Organisations. Chaque édition des Jeux olympiques apporte son lot de polémiques. Pour ceux d’hiver 2026, à Milan-Cortina (Italie), l’affaire du casque de l’athlète ukrainien Vladyslav Heraskevych, porte-drapeau de sa délégation, a éclipsé celle sur la présence, en Italie, d’agents fédéraux américains de l’ICE. Ce spécialiste du skeleton a demandé au Comité International Olympique (CIO) de concourir avec un casque sur lequel ont été collés les visages d’amis athlètes ukrainiens morts au combat dans la guerre qui oppose son pays à la Russie.

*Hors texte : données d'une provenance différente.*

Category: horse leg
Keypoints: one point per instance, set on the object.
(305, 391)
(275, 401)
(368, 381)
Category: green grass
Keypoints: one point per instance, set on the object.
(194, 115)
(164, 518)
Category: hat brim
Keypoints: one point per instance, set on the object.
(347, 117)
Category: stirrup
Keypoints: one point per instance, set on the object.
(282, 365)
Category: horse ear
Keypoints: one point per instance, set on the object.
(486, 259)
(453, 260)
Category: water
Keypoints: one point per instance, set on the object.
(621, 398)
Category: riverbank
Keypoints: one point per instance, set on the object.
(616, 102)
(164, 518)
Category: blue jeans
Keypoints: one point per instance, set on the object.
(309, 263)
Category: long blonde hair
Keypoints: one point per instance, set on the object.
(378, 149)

La réponse a été négative. L’instance a considéré qu’il s’agissait d’un message politique, ce que la Charte olympique interdit en compétition. « Personne (…) ne remet en cause le message qui revêt une portée particulièrement forte, a déclaré Kirsty Coventry, la présidente du CIO. Il ne s’agit pas du contenu du message, mais bien, à strictement parler, du respect des règles et des règlements. Dans ce cas précis, nous devons être en mesure de garantir un environnement sûr pour chacun et, malheureusement, cela implique tout simplement qu’aucun message ne puisse y être autorisé ».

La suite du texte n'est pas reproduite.